We were on line at Pecos Bill Tall Tale Inn & Café waiting for, well, let's call it "food." We had the dining plan and had eaten some good food in the park. We'd eat more good food later in the trip. Just not at Pecos Bill Tall Tale Inn & Café. I ate before I visited the toilet, so it wasn't the site of a couple of short curlies on the urinal lip that turned my stomach. Heck, it wasn't even the two boogers and what I assume was half a scab down there in the pee drain. No, the food was just kinda lousy. Which was a rarity in the park. But the vile bathroom wasn't where a decent noir idea began burbling. No. That was on line waiting for the food.

We were in front of a few teenage boys. I'm guessing two were brothers and one was a friend. The older brother on my right was saying to the younger brother: "You know nothing about how to inflict pain on the human body." I slid my daughter to my left. The younger brother allowed as to how he might just punch the older brother in the throat. They had short, curly hair. If I'd seen them after my visit to the toilet, I'd have thought of them as "dickheads" and grinned. I hadn't, so I'm grinning about it now, as I write it and think of it. Because that's how these here fancy ideas work.
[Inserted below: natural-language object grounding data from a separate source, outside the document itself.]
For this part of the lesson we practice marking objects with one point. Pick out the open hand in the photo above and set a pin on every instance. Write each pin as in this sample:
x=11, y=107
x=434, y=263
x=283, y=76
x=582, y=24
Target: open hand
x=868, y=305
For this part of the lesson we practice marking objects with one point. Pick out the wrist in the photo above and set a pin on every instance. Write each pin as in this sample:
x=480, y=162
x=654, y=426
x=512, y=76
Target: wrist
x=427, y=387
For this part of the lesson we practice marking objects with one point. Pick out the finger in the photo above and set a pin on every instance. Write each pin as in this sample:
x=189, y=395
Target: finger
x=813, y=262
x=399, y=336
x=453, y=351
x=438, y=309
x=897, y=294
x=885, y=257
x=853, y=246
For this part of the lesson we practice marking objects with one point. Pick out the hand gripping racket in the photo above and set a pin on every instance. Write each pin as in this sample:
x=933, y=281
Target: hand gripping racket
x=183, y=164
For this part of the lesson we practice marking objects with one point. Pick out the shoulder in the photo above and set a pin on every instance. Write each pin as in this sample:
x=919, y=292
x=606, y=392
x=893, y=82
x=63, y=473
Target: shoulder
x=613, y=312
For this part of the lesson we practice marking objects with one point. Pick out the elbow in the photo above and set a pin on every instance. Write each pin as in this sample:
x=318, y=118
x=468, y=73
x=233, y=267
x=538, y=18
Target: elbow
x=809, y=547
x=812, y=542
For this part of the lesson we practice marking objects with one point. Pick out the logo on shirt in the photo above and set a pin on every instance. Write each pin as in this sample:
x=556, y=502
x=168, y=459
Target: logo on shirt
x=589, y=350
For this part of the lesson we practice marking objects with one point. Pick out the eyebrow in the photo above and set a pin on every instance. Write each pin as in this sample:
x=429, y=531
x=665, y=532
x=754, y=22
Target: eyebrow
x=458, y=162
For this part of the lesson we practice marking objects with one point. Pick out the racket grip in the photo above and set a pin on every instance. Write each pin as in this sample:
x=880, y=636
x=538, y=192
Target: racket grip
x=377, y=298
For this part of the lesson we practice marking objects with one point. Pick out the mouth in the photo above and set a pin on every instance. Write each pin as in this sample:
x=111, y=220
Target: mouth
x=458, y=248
So the older brother shows that he's not impressed. By his younger brother? You kidding me? Pshaw and all that. No, the younger brother can't cause the older brother any pain, which the older brother explains. "A chop to my throat?" He laughed. A big "ha" laugh, as if he were in some high school play reading his lines. "Ha. My neck is all muscle, kid. You know nothing about pain." Neither of them did, really. Not the kind that you wake up with. The kind you limp along with for a few days before you go to the doctor. The kind you look up on the internet during lunch. The kind you worry about until it's too late. The kind you don't want to tell your wife about because you don't want her to worry. What if it's nothing? What if it's something? No, neither of them knew anything about pain.

Our Disney food was ready, so I left Tweedledee and Tweedledumb talking about inflicting pain on the human body.

Of course, I thought about putting a quick elbow into the older boy's nose, pushing off with my leg, turning my hip, shoving cartilage back into his skull cavity, watching him raise his hands to his face to try to hold the blood in. Because that's what people do when they're punched in the faces. They grab their faces and try to hold on. When you feel pain, when you're punched right in the nose, you try to keep it together. That's the lesson you learn when you're hit. Keep it together. There's another round of violence coming.

But I didn't punch the kid. They have rules about that. Laws, I think they're called. And I had my family with me at the happiest place on Earth.

But those boys could have gone out after lunch and tried something. They were stupid like I was at that age. A different kind of stupid than I am now. They could have tried sneaking in somewhere and gotten into trouble. Some silly little thing that grew into a violent stain that spread among more and more people. No, there wasn't any chance at all that I was going to "inflict pain" on a teenager, but I was going to think about it. I was going to take that one little thing and move it somewhere else. A series of "what ifs" running through my head.

Stopping at a Valero for gas, I met a woman at the counter who must have been remarkably good looking before the meth. What happens if these boys run into her? A couple of weeks ago on a "World's Mostest Dumbest Criminals" show, some old guy used a pocket knife to try to rob a convenience store. The cash register woman chased him out with a broom handle. Put those kids in that situation. The older kid trying to impress the younger ones with his talk of "inflicting pain" and then having them doubt him. Egg him on. Peer pressure. Pretty quickly they're trying to rob the store and the woman chases them out with a broom handle. Fight. Struggle. Someone dies. By the end, whoever is left now understands how to inflict pain, how pain moves. How pain isn't just a broken nose. How pain is a thing, a wicked, evil thing always just in reach, a darkness outside your bedroom window. All you have to do is open the window a crack.

You can get noir ideas from the weirdest places these days.

No, those kids at Disney World probably didn't know anything about how to inflict pain on the human body.

But the day was young.

They'd learn.

4 comments:

Hilary Davidson said...

Brilliant post, Steve. I think we draw inspiration from similar sources (not that I've been to Disney World in eons). An overheard snippet of conversation can be spun into powerful fiction. I'll be curious to see what else comes from your trip to the Happiest Place on Earth.

Steve Weddle said...

Thanks, Hilary. Sometimes that overheard conversation just gets things moving to put you in the right frame of mind, which can make all the difference.

Travener said...

Yeah, that's a good starting point. "You can't handle the truth," "You don't know how to inflict pain on the human body" -- two famous lines, one past, one future.

I really like the Safari ride.

Darren G. Miller said...

Excellent post. You're a twisted man. And I mean that in a good way.